# Anyone into Yanni, and his orchestra?  One of my fave perfomances



## Denise1952 (May 10, 2014)

A battle of the violins!!


----------



## SifuPhil (May 10, 2014)

I used to like him but after a while it got TOO relaxing, to the point where I began to drool and lose control of a few bodily functions.

I had to go back to AC/DC. layful:


----------



## Denise1952 (May 10, 2014)

Ok then, got a better one for you Phil, I'm betting you will like this one Off "Sailing to Philadelphia"


----------



## SifuPhil (May 10, 2014)

LOL - when I listened to it the first thing I thought was "This guy sounds just like the guy from _Dire Straits_!" 

Duh! 

I like it, but then I always liked DS anyway. Thanks for the audio thrill!

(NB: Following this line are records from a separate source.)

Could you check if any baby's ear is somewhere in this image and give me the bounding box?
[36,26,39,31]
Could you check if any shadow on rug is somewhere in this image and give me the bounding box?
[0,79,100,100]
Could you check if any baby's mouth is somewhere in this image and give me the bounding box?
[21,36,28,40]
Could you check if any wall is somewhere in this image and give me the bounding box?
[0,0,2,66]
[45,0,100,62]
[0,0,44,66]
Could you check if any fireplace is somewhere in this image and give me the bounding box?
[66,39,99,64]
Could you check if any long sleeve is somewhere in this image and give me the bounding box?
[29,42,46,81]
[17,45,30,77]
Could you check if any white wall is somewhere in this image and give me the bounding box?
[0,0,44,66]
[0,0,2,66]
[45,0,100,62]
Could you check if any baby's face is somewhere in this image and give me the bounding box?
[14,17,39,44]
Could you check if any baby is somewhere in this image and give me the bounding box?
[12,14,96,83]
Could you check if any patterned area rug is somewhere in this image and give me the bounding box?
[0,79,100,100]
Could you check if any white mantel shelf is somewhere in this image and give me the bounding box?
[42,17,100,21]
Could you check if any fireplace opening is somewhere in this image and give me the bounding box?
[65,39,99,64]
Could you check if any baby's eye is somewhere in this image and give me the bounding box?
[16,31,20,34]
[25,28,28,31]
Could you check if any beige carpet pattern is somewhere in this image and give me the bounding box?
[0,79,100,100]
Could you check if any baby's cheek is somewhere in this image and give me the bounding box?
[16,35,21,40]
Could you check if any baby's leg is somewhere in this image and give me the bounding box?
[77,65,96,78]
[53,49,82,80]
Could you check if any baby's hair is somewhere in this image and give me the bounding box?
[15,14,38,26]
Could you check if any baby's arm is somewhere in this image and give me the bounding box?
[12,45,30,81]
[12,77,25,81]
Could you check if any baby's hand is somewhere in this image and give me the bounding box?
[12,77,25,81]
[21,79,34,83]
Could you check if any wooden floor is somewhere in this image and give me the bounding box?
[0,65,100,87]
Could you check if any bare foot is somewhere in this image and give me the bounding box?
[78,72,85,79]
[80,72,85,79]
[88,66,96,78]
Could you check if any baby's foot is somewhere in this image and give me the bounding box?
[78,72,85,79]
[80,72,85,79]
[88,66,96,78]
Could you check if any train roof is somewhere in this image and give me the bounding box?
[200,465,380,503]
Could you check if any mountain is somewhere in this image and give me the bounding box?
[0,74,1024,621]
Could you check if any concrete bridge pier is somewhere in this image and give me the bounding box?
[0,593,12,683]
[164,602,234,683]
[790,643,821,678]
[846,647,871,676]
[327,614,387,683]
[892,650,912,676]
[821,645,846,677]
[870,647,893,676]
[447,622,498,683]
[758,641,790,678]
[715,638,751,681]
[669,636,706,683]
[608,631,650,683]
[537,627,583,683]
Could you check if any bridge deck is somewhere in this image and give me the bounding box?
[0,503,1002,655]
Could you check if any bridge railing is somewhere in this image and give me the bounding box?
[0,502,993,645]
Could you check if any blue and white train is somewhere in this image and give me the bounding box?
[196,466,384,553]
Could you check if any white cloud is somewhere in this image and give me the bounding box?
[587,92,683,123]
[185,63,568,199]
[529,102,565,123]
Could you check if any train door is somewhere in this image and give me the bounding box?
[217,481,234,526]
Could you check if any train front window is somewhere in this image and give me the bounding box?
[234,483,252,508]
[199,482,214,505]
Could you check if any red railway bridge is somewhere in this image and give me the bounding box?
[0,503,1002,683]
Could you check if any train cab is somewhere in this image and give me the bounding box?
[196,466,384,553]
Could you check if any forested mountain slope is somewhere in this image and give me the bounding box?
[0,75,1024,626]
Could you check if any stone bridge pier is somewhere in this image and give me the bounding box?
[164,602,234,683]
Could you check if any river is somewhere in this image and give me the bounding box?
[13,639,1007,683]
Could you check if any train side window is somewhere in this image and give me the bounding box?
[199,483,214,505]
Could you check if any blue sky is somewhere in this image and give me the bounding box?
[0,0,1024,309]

PS: He's been married three times as well ...


----------



## Denise1952 (May 10, 2014)

Yeah, love his voice, and love Dire Straits.  Aubrey Haines is the violinist, and nuts about the violin  So much for "3rd times a charm" for many of us peeps


----------



## Denise1952 (May 10, 2014)

Love Chris Rea too, and the artwork on this video is so good, I think anyway


----------



## Ina (May 10, 2014)

Denise, Michael is so into Yanni that he'll forego an auto race, (he will record that), and tune all the TV's to the channel that is broadcasting Yanni. He also wants to turn the audio up as loud as the TV's will allow. I enjoy him as well, just not to the degree that Michael does. :wave:


----------



## Denise1952 (May 10, 2014)

That concert at the Acropolis, I would have given anything to just once, attend a concert like that!!  That happened years ago now, but of course, Yanni is still performing


----------



## SifuPhil (May 10, 2014)

Wasn't he Barbara Streisand's boy-toy for a while?


----------



## SifuPhil (May 10, 2014)

I was crazy for Jean-Luc Ponty for a long time and still like his stuff - not on the same orchestral level as Yanni, certainly, but nicely jazzed.


----------



## Denise1952 (May 10, 2014)

Oh man, love this Phil!! I'm putting that on my MP3 for when I walk!!  That's what I've been doing today, loading up on songs I've missed listening to.  Yeah, this is way good love it, thanks for the intro!!


----------



## SifuPhil (May 10, 2014)

Ponty used to be my driving music, especially for long trips. I've got pretty much his complete discography, so if you ever want something of his give a holler.


----------



## Denise1952 (May 10, 2014)

Will do Phil, I'm looking on youtube for songs, may find more of his stuff


----------



## That Guy (May 10, 2014)




----------



## Denise1952 (May 10, 2014)

Thank you TG, I know that's been on my "bucket list" to see Yanni with boobs:goodjob:


----------